Mimosa

La joven hindú

Booz

Mayil apenas hacía sus primeros pasos cuando nació otro pequeño ser, que iba a ser la alegría de su madre.

Music, así lo llamó, parecía ser un niño demasiado sensible y puro para este mundo de pecado y miseria. Como su hermanito, pronto tuvo que pasar días malos. Su madre estuvo muy enferma. Para cuidarla, sólo estaba Kinglet, de cinco años de edad, y su esposo que, aunque perezoso, no era mal hombre; justamente en aquel momento estaba en casa.

Diez días después del nacimiento del bebé, Mimosa llamó a su marido, quien no había observado que la provisión de arroz disminuía. Él vivía como en un sueño y Mimosa debía hacer frente a las duras realidades de la vida. Estaba segura de que muy pronto no tendrían más que comer. Creyó que podría ir a trabajar, pero la voluntad que le había sostenido a través de tantas pruebas la dejaba sin socorro ante su gran debilidad.

–Todavía no puedo volver a los campos –dijo a su marido–; ¿quisieras ir a la ciudad donde vive mi hermano menor y contarle lo que pasa? Dile que estoy enferma, que nuestro alimento se acabó y que, si quiere prestarme algo se lo devolveré lo más pronto posible. Dos rupias serán suficientes.

Este hermano había recibido la misma buena educación que el mayor, de quien hablaremos más tarde. Había estado enfermo y los misioneros lo habían cuidado noche y día con abnegación. Al igual que su hermano mayor, fue bautizado; se había hecho cristiano, de nombre solamente, y por mucho tiempo se conformó con una profesión sin vida. Mimosa lo sabía muy bien. Aunque «nunca me habló de lo que antaño había creído, no puede haberlo olvidado todo; seguramente tendrá piedad de nosotros», pensó. Gracias a sus estudios en la escuela europea, este hombre gozaba de una buena posición económica. A Mimosa le pareció imposible que se negara a prestarle ese dinero.

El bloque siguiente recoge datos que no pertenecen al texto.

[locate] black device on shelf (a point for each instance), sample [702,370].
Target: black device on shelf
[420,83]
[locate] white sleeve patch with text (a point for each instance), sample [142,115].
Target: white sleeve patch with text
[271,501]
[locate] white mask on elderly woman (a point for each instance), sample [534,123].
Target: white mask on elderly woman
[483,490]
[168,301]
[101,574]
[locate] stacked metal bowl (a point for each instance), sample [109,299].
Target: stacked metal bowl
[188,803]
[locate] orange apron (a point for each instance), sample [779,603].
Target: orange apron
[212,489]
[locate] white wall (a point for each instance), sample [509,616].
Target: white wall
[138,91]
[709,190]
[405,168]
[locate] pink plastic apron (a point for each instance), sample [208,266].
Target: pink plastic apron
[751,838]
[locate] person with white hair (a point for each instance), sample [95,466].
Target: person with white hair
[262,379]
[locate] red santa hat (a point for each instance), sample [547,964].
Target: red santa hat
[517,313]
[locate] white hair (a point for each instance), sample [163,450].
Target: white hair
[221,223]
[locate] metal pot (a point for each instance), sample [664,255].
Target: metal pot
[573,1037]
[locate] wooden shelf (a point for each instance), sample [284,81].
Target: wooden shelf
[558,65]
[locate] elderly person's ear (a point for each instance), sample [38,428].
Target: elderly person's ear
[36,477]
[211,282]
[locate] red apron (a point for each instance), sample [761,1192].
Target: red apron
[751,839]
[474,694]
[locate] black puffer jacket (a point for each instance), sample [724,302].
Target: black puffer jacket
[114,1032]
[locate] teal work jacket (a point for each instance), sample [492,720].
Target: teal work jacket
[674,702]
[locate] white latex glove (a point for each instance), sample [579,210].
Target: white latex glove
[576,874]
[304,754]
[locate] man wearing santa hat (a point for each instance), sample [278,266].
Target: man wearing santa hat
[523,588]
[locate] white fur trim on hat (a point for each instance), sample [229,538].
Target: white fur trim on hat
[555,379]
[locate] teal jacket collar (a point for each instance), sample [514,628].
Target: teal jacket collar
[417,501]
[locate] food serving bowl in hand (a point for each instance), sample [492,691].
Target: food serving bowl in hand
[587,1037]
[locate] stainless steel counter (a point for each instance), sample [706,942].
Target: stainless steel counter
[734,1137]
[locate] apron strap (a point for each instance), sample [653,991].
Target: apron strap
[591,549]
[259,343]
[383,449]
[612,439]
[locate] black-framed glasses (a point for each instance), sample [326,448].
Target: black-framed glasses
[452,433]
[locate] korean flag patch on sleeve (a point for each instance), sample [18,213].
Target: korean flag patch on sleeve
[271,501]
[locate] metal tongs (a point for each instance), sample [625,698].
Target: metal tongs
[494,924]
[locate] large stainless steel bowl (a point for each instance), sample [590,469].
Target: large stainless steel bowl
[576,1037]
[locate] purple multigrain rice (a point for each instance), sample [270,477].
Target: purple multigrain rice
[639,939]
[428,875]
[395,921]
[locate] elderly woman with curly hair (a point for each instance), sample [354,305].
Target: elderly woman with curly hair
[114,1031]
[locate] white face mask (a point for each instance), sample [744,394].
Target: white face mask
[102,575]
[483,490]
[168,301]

Después que su esposo salió, Mimosa reflexionó. Nunca había pedido nada a nadie. Pensó que tal vez había hecho mal en pedir prestado ese dinero.

Al fondo de la casa había un cuartito sin ventana, con tan solo una puerta que se abría desde la galería interior. Mimosa guardaba allí su provisión de arroz… cuando había algo para guardar. Allí también se refugiaba para orar; pues allí estaba tranquila, lejos del ruido de la calle.

Esa mañana, levantándose lentamente de la estera en la que estaba acostada, y apoyándose contra la pared, se arrastró hacia la pequeña habitación, apretando a su bebé entre sus brazos, acompañada por sus dos varoncitos mayores. Dejó la puerta entreabierta para que los niños no se asustaran en la oscuridad. Los rodeó con sus brazos, y contó a su Padre lo que había hecho. Le dijo que era la primera vez que obraba así, y que, si su diligencia no daba resultado, comprendería que Él tenía otros recursos para ella.

–Y lo que usted hace, Padre, está bien.

Su marido volvió después de haber recorrido 50 km de balde. No traía ni un centavo. El hermano menor no quiso prestar el dinero.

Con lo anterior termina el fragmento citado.